The National Association of Broadcasters (NAB) fired back at the FCC over implications that further delay of the 600 MHz incentive auction is due to an NAB lawsuit.
“We reject suggestions that our narrowly focused lawsuit is cause for delay. We look forward to a speedy resolution of our legal challenge and a successful auction that preserves access to free and local TV for every American,” NAB Executive Vice President of Communications Dennis Wharton said in a statement.
NAB said the broadcast incentive auctions will be complex and that’s why Congress gave the FCC 10 years to complete the proceedings.
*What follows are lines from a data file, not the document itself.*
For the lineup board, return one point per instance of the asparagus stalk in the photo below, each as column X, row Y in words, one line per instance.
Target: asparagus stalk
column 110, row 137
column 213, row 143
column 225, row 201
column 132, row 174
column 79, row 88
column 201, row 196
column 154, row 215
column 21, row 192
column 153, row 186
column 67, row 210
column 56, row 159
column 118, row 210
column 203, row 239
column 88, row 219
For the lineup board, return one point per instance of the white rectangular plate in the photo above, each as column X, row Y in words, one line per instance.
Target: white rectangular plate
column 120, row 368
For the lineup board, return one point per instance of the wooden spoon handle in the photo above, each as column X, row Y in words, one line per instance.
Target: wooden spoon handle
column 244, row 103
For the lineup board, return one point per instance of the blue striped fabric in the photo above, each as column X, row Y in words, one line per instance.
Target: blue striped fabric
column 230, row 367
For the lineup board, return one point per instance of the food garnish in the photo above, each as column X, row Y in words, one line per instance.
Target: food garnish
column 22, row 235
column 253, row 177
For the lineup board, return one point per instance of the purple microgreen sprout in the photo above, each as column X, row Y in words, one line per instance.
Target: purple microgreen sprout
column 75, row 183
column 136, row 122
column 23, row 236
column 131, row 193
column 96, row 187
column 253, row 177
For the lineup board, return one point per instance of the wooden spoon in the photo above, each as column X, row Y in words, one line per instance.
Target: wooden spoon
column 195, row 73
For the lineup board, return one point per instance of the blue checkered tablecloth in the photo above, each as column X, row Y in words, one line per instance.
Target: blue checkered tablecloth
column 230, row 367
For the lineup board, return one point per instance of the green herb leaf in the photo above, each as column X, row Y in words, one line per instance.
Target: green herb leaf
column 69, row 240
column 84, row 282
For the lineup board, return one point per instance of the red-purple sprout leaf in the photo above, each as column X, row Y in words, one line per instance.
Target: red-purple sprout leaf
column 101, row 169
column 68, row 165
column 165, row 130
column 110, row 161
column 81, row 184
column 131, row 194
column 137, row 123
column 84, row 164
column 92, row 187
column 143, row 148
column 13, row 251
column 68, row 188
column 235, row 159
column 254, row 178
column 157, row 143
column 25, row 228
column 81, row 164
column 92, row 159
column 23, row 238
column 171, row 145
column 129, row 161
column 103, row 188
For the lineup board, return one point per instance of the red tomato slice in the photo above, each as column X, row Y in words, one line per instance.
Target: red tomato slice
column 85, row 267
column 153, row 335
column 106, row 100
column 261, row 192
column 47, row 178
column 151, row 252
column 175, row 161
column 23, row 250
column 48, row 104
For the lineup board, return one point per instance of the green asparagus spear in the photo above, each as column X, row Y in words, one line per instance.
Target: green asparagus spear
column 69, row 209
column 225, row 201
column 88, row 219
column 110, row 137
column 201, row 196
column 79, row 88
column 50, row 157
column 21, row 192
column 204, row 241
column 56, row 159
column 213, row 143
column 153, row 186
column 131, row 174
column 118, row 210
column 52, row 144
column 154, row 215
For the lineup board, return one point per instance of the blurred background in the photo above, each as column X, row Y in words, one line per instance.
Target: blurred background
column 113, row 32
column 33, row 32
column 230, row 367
“As NAB has said repeatedly, it is more important to get the auction done right than right now,” Wharton said.
The NAB’s rebuttal comes after the FCC Friday announced it was pushing back the auctions from mid-2015 to 2016. The Commission said it’s making progress putting in place rules and procedures for the auctions but pointed out the NAB lawsuit as a significant roadblock. The lawsuit, aimed at protecting broadcasters who opt out of selling their spectrum for the auction, may not reach a final decision until mid-2015.
Other reactions to the delay from wireless industry groups CTIA and CCA stressed the need for spectrum to meet demand for mobile broadband but understood the complexity of the process. This is the second 600 MHz auction pushback under FCC Chairman Tom Wheeler—the first moved the auction from a tentative 2014 start date to allow more time for developing policy decisions and auction procedures.